Does django-rules work with django rest framework viewsets?
limbera opened this issue · comments
Hi,
I am trying to integrate rules with DRF's viewsets but I keep getting an AttributeError: 'OrgViewSet' object has no attribute 'request'
Here is my viewset code:
class OrgViewSet(PermissionRequiredMixin,
mixins.ListModelMixin,
viewsets.GenericViewSet):
permission_required = CHANGE_ORG
queryset = Org.objects.all()
serializer_class = OrgSerializer
Here is the stack trace
Internal Server Error: /orgs/
Traceback (most recent call last):
File "/Users/dre/code/treebeard/venv/lib/python3.6/site-packages/django/core/handlers/exception.py", line 41, in inner
response = get_response(request)
File "/Users/dre/code/treebeard/venv/lib/python3.6/site-packages/django/core/handlers/base.py", line 187, in _get_response
response = self.process_exception_by_middleware(e, request)
File "/Users/dre/code/treebeard/venv/lib/python3.6/site-packages/django/core/handlers/base.py", line 185, in _get_response
response = wrapped_callback(request, *callback_args, **callback_kwargs)
File "/Users/dre/code/treebeard/venv/lib/python3.6/site-packages/django/views/decorators/csrf.py", line 58, in wrapped_view
return view_func(*args, **kwargs)
File "/Users/dre/code/treebeard/venv/lib/python3.6/site-packages/rest_framework/viewsets.py", line 86, in view
return self.dispatch(request, *args, **kwargs)
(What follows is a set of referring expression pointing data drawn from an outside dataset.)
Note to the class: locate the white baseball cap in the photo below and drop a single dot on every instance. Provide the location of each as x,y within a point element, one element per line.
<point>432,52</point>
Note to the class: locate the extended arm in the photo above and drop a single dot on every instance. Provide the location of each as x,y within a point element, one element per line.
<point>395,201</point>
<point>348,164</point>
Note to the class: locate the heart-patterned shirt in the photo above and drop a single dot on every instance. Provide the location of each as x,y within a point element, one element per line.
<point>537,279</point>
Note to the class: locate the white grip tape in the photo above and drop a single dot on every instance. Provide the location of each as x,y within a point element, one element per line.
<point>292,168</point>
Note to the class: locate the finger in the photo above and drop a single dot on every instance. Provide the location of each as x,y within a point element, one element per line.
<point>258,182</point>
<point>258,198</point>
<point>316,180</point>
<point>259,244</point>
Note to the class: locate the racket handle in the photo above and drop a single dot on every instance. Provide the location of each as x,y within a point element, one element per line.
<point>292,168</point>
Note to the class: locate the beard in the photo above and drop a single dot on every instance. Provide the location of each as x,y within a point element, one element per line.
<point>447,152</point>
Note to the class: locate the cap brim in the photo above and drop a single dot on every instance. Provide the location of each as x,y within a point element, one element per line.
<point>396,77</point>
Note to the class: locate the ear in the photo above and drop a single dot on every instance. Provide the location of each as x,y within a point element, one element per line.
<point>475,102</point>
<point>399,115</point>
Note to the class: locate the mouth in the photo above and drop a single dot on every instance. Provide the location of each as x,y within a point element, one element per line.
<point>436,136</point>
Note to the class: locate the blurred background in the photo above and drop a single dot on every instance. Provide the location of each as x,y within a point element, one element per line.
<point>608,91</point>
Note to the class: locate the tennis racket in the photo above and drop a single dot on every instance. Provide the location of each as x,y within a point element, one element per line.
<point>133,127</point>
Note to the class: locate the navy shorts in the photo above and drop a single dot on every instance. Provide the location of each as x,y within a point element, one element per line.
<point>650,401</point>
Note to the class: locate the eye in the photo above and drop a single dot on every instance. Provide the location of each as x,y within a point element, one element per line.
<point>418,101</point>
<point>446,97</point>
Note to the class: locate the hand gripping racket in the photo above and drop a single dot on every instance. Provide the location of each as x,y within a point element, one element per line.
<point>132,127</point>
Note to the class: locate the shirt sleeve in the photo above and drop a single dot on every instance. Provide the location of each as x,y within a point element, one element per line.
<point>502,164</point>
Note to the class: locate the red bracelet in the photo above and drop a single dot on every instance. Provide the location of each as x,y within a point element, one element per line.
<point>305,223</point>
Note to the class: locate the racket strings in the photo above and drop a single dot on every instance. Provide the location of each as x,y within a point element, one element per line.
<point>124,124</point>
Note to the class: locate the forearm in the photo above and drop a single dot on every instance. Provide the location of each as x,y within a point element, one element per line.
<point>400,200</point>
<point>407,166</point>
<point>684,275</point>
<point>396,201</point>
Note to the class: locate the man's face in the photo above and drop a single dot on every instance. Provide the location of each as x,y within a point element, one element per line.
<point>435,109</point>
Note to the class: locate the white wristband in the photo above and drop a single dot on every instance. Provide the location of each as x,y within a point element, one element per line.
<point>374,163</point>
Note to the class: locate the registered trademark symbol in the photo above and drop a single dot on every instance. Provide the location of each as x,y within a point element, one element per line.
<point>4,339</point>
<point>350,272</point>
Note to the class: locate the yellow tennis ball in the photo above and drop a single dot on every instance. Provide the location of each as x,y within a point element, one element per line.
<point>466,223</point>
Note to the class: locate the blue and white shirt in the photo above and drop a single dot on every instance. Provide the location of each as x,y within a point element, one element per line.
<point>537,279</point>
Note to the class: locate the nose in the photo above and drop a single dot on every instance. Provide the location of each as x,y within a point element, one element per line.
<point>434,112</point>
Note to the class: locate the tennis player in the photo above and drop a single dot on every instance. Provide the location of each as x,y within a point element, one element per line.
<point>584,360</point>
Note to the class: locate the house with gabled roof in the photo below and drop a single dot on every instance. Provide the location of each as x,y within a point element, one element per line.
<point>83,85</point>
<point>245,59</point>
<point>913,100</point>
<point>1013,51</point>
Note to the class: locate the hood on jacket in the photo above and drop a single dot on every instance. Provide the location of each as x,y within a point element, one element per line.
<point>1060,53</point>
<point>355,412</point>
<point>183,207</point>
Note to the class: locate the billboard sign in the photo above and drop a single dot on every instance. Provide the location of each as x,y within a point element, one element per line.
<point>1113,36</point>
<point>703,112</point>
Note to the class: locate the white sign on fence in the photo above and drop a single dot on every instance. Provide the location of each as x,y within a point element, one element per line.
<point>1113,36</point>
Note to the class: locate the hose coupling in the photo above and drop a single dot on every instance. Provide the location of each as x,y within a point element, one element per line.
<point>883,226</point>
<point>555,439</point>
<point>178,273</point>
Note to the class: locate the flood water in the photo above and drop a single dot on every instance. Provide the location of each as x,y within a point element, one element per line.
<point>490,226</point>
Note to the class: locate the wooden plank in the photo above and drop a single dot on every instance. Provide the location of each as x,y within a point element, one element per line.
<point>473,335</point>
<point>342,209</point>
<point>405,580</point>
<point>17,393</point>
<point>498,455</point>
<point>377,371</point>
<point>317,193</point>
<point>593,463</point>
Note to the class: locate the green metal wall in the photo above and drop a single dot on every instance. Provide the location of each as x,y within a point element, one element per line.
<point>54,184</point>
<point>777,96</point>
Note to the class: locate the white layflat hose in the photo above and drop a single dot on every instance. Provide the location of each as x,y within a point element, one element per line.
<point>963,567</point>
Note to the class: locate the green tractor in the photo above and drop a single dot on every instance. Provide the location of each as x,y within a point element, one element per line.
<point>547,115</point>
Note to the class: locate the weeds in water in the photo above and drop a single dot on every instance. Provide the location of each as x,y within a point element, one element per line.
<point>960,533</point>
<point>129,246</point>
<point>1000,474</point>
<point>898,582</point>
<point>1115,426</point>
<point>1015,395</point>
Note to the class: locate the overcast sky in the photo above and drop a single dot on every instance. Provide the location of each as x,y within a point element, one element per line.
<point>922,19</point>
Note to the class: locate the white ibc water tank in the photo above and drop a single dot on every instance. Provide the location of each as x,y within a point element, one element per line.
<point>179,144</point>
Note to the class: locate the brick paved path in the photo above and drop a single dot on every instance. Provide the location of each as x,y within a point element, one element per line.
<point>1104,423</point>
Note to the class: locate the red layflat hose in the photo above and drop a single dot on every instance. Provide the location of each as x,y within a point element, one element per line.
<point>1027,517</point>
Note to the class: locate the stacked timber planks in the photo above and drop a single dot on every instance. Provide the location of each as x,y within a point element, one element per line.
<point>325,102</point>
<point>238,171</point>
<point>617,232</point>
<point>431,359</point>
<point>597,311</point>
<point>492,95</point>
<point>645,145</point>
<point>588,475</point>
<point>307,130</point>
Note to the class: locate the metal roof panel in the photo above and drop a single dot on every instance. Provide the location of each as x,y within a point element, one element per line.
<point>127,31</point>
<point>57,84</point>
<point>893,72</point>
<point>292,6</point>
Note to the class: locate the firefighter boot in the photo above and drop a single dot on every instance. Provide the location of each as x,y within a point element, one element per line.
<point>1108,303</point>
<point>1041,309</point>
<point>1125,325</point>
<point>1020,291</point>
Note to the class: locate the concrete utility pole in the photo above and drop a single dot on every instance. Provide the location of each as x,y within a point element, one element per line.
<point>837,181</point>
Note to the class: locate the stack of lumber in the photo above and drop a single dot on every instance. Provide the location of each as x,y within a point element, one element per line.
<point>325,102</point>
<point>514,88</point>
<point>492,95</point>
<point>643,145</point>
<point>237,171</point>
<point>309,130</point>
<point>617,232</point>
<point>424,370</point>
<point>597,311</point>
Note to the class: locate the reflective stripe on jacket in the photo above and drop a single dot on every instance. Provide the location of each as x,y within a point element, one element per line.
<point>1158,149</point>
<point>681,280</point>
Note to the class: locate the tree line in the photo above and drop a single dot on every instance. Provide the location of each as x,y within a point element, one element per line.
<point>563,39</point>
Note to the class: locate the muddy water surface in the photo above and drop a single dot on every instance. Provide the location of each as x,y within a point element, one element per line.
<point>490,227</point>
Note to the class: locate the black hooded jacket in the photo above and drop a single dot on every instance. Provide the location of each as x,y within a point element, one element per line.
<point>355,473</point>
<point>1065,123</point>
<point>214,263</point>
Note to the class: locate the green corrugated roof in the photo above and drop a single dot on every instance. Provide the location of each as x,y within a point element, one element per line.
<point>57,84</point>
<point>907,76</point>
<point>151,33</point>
File "/Users/dre/code/treebeard/venv/lib/python3.6/site-packages/django/contrib/auth/mixins.py", line 90, in dispatch
if not self.has_permission():
File "/Users/dre/code/treebeard/venv/lib/python3.6/site-packages/rules/contrib/views.py", line 51, in has_permission
return self.request.user.has_perms(perms, obj)
AttributeError: 'OrgViewSet' object has no attribute 'request'
Any help would be greatly appreciated.
@limbera I wouldn't expect the PermissionRequiredMixin
to be compatible with DRF views out of the box -- AFAIK DRF's view hierarchy is completely separate to Django's and handles the request itself. You are probably better off trying to hook rules
into DRF's permission system, rather than reusing the mixin directly.
We use a combination of DRF with dry-rest-permissions (https://github.com/dbkaplan/dry-rest-permissions) and incorporate django-rules as predicates which are checked in the model permission checker methods. This works like a charm.
#models.py
class ModelA(Models):
some_field = ....
@static_method
def has_read_permission(request)
return request.user.has_perm("a_model:read_permission", request)
# rules.py
add_perm("a_model:read_permission", is_superuser |
is_authenticated & is_group_member('SomeGroup'))
#in the viewset
class SomeView(ViewSet)
permission_classes = (IsAuthenticated, DRYPermissions)
(code examples might contains errors, written down out of my head)
@escodebar hey, thanks for your work. DRF has its own permission system, that's completely separate from Django's. I know integration of rules with DRF is going to be very useful but I don't think it belongs into rules' core.
Seeing your work. given the functionality is completely additive and requires no changes to rules core in order to work, it should be trivial to make a separate package with the mixin and related tests. I'd happily link to that project from the README (and leave this ticket open as well, like, forever) so it's discoverable but I'm not inclined to accept this (or any other DRF-integration effort) into core.
@escodebar, thanks, this looks great 👍
Two quick bits of feedback: I think it'd be nice to have a complete example that shows how one would setup a couple of predicates and rules before showing how django-rest-framework-rules
is used with DRF, as it now reads somewhat disconnected.
The other is that the project looks like it's a fork of rules even though it shares no code and it properly brings in rules as a dependency, building extra functionality upon it. I'm really not sure if there's a way to resolve this, just saying because I think it's going to confuse a few people trying to use django-rest-framework-rules
.
django-rules
works with django REST framework viewsets using the django-rest-framework-rules
package.
lnstallation and usage are documented in django-rest-framework-rules
' README, further examples can be found in django-rest-framework-rules
' tests.
@dfunckt: I guess, that you can close this issue now.
rules
now has built-in support for Django Rest Framework (contributed by @efficiosoft in #100). See here for docs on the feature: https://github.com/dfunckt/django-rules#permissions-in-django-rest-framework
DRF support ties well with the newly-added support for automatic permissions for models -- see https://github.com/dfunckt/django-rules#permissions-in-models (also by @efficiosoft, in #99)
All in all, I think rules
now integrates well with DRF -- let me know of any feedback you may have.